Il Tribunale Superiore delle Acque Pubbliche, con sentenza del 29 novembre 2014, n. 246/14, ha avuto così modo di ribadire che la fascia di servitù idraulica di  dieci metri stabilità dall’articolo sopra trascritto o la diversa misura fissata dal regolamento locale, ha valore di vincolo assoluto di inedificabilità e va applicato anche rispetto ad un corso d’acqua che, nello specifico sito, sia stato coperto o protetto da un consistente argine.

Il caso concreto ha riguardato un comune che, di fronte alla domanda di sanatoria di un box costruito in prossimità di un corso d’acqua pubblica, in violazione del divieto di cui alla lett. f), dell’art. 96 citato, secondo il Tribunale, non poteva che negare il titolo abilitativo edilizio in sanatoria, in quanto l’art. 96 citato non fa alcuna distinzione tra argini naturali ed artificiali.

È stato quindi ritenuto del tutto irrilevante che, nel tratto in questione, il torrente sia stato delimitato da un muro di contenimento.

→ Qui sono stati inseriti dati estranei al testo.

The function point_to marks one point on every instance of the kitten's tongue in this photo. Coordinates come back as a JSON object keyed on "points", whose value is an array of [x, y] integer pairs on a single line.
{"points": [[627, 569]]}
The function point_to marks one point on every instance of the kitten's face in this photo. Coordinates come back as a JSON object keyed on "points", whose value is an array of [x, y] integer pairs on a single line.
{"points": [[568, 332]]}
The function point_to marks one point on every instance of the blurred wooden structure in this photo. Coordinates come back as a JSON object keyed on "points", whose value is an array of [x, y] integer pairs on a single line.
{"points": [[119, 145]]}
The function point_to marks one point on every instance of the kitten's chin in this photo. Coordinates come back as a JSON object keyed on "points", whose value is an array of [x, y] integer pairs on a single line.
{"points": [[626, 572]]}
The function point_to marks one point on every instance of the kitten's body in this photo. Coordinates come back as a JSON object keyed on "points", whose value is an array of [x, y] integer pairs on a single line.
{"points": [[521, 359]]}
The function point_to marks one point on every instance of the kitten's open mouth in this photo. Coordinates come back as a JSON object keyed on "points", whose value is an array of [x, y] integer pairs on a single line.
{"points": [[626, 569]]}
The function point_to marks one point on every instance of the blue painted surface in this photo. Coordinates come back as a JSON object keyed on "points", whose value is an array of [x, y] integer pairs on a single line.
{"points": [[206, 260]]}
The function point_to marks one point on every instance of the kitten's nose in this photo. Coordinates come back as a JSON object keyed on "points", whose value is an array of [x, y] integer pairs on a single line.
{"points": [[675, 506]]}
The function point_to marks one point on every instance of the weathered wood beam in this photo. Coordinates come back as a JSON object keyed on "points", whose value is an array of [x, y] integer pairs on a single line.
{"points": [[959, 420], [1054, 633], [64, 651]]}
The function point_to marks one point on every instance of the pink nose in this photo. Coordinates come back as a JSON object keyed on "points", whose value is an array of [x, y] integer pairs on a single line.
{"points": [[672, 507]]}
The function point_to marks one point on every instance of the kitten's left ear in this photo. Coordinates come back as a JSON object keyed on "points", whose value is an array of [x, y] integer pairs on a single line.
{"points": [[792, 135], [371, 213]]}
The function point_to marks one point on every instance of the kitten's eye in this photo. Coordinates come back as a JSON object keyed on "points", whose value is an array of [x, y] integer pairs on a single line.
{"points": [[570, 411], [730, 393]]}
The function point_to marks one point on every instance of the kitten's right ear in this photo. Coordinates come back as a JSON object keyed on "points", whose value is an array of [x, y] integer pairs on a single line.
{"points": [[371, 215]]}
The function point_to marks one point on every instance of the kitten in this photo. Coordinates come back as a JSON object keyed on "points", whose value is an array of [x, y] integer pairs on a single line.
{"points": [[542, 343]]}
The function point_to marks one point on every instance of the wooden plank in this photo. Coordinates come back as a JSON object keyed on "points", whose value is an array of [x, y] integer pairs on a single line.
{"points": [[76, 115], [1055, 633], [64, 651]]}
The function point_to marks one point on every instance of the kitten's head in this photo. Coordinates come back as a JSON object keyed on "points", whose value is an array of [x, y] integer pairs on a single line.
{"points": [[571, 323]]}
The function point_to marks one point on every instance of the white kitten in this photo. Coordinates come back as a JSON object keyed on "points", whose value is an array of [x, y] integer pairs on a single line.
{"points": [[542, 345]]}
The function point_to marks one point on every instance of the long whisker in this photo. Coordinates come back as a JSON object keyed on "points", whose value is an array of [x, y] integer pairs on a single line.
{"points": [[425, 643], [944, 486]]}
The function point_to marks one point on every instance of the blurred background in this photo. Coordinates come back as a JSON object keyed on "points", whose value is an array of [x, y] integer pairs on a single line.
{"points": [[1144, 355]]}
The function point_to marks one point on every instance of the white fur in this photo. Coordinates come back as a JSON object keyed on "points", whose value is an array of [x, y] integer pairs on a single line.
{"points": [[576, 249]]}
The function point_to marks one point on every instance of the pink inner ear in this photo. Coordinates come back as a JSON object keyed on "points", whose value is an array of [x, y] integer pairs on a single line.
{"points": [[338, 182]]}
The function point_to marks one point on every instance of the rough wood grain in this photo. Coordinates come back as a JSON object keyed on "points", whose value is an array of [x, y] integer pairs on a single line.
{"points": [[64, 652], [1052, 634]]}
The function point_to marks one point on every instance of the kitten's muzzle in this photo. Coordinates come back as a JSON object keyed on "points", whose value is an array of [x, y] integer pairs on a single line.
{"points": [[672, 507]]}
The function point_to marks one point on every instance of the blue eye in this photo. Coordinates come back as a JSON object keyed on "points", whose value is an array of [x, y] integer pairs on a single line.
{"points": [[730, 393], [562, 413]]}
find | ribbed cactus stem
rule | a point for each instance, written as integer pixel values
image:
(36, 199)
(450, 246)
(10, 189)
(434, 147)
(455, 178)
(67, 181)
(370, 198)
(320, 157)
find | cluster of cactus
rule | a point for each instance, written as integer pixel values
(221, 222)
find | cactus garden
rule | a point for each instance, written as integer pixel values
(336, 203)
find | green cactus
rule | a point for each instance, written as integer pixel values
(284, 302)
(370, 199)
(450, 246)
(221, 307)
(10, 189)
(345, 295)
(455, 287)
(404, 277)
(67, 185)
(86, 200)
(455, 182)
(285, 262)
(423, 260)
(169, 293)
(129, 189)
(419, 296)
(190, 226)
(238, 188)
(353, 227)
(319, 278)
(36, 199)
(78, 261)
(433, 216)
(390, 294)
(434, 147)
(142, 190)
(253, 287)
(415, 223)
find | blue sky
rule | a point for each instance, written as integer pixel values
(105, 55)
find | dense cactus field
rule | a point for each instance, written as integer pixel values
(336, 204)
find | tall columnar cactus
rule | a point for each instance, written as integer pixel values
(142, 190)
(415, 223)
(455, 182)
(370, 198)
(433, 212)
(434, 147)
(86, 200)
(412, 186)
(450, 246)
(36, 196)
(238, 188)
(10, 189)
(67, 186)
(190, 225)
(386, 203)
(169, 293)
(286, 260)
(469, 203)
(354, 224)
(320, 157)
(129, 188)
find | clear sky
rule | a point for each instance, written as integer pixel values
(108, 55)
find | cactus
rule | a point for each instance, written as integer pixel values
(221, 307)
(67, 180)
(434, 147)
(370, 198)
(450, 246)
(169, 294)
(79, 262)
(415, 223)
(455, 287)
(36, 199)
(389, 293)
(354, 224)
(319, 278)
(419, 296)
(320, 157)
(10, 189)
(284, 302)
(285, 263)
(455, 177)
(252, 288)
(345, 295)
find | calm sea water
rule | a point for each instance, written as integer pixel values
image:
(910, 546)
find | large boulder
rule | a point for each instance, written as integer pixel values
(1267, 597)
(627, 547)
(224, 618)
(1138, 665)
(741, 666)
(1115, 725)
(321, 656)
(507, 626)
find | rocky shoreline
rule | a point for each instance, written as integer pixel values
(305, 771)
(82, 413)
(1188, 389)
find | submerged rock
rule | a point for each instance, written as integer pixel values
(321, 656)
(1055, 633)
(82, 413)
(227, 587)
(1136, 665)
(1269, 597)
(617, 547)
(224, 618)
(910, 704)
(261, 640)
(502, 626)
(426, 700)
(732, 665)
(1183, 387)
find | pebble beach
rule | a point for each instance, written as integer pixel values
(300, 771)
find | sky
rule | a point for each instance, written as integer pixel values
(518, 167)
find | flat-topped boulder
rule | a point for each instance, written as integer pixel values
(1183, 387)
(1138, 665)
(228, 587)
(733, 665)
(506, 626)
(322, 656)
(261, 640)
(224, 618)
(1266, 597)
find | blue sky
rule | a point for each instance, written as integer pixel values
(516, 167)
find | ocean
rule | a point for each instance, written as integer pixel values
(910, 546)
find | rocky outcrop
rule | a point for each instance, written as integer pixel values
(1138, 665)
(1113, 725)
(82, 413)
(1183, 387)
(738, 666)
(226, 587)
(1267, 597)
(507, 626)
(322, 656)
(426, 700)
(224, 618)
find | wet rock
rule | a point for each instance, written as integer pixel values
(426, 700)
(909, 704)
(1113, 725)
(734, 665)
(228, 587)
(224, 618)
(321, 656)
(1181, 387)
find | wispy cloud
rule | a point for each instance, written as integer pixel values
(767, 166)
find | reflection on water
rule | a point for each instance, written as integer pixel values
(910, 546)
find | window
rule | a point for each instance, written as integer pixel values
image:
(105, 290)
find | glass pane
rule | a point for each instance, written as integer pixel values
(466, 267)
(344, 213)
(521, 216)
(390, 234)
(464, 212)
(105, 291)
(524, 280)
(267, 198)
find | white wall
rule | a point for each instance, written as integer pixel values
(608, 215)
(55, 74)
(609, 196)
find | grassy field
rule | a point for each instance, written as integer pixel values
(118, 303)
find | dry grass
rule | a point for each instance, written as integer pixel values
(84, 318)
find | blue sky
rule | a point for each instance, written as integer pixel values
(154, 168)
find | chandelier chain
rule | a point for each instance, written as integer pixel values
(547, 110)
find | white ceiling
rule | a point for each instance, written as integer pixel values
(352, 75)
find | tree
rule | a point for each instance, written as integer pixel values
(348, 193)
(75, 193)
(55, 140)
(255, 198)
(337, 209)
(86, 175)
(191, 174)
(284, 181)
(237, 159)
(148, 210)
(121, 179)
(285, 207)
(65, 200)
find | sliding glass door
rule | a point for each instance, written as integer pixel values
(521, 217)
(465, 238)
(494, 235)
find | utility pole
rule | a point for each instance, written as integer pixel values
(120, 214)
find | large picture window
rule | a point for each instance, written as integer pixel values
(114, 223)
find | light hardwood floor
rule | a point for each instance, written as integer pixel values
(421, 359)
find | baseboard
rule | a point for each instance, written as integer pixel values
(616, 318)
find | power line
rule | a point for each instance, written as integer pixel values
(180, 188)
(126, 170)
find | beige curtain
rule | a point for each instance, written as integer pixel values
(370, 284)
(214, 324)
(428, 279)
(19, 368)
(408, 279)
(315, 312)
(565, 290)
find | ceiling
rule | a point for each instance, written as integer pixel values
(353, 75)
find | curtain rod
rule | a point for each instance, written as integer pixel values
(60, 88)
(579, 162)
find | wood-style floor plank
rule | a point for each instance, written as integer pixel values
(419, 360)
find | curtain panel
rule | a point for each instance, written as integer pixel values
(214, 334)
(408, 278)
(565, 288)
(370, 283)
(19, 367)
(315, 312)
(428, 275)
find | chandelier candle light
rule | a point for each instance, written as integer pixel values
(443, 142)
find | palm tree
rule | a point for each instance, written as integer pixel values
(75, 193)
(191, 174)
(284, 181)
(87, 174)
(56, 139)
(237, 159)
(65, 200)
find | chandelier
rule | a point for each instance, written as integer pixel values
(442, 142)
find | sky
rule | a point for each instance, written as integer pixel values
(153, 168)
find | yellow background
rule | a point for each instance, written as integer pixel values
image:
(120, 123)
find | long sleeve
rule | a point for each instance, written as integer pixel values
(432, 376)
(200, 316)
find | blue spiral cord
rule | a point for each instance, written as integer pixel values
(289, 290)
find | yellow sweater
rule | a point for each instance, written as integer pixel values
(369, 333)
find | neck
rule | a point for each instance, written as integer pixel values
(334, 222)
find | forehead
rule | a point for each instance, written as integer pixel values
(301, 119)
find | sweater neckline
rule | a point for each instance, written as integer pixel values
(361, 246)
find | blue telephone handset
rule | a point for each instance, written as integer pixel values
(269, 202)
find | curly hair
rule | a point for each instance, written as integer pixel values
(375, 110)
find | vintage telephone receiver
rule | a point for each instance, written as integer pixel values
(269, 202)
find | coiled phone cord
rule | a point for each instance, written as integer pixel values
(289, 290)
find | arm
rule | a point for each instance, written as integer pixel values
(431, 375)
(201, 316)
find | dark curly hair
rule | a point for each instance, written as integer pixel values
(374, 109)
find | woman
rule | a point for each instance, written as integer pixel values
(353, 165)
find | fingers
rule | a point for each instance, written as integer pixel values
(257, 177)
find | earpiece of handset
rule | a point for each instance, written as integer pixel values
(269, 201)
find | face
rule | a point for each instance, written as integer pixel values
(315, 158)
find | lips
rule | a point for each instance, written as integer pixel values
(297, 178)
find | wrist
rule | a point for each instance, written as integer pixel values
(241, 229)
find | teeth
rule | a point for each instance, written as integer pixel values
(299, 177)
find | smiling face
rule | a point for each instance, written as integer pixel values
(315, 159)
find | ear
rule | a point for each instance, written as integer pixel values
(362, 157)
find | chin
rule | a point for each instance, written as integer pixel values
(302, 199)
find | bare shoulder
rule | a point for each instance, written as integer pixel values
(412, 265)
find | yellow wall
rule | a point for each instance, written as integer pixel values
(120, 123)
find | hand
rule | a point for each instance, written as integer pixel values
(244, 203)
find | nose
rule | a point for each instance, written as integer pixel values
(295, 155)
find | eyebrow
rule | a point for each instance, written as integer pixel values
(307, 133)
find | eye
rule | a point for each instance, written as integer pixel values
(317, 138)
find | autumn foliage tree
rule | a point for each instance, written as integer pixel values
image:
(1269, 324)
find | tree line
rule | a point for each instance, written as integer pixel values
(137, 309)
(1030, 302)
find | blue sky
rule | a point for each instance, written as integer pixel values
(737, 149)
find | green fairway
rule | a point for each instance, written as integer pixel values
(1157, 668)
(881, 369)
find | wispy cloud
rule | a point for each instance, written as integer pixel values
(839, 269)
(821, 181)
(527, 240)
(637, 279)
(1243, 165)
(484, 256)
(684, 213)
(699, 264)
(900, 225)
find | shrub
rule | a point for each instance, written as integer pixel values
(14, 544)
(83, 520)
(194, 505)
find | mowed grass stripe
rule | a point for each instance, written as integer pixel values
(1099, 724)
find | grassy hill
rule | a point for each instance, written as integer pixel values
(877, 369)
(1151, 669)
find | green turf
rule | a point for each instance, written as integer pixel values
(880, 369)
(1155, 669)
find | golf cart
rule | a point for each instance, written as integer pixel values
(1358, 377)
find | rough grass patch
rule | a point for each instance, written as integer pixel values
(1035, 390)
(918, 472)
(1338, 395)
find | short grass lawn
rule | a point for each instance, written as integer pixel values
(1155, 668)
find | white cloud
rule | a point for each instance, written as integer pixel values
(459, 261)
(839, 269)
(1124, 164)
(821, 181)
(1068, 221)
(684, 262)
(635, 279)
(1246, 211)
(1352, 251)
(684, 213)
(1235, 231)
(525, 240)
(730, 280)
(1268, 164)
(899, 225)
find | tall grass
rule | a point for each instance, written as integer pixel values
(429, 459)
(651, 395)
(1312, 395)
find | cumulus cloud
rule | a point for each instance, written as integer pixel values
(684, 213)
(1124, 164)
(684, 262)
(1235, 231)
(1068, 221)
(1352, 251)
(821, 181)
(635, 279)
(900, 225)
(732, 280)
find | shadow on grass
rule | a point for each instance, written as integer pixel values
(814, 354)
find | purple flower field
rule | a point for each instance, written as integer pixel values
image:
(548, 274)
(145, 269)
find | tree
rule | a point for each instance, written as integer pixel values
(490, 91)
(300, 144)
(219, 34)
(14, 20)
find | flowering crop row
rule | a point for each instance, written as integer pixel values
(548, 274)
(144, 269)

Sempre secondo i giudici, non può assumere valore il fatto che il torrente, in quel tratto, fosse completamente coperto, visto che la norma di cui all’art. 96 citato vale anche per i corsi d’acqua tombinati.

Tale conclusione, pacifica in giurisprudenza, trova giustificazione nella finalità del divieto di edificazione posto dal citato art. 96, che non è solo  quella di assicurare la  possibilità di sfruttamento delle acque demaniali e il loro libero deflusso, ma anche quella di consentire uno spazio di manovra nel caso di manutenzione delle condutture.

Il divieto di costruzione ad una certa distanza dagli argini dei corsi d’acqua demaniali (c.d. fascia di servitù idraulica) ha carattere assoluto ed inderogabile: pertanto nell’ipotesi di costruzione abusi va realizzata in contrasto con tale divieto trova applicazione l’art. 33 della legge 28 febbraio 1985, n. 47 sul condono edilizio il quale contempla i vincoli di inedificabilità includendo appunto i casi in cui le norme vietino in modo assoluto di edificare in determinate aeree. li Comune, quindi, doveva solo verificare il rispetto del divieto di edificazione a distanza inferiore rispetto a quella minima prescritta dall’art. 96 e, una volta accertatane la violazione, non poteva che negare il titolo abilitativo edilizio in sanatoria come ha fatto (cfr., fra le altre, Cons. Stato, sez. IV, 23 luglio 2009, n. 4663; TSAP 4 aprile 1990, n. 30).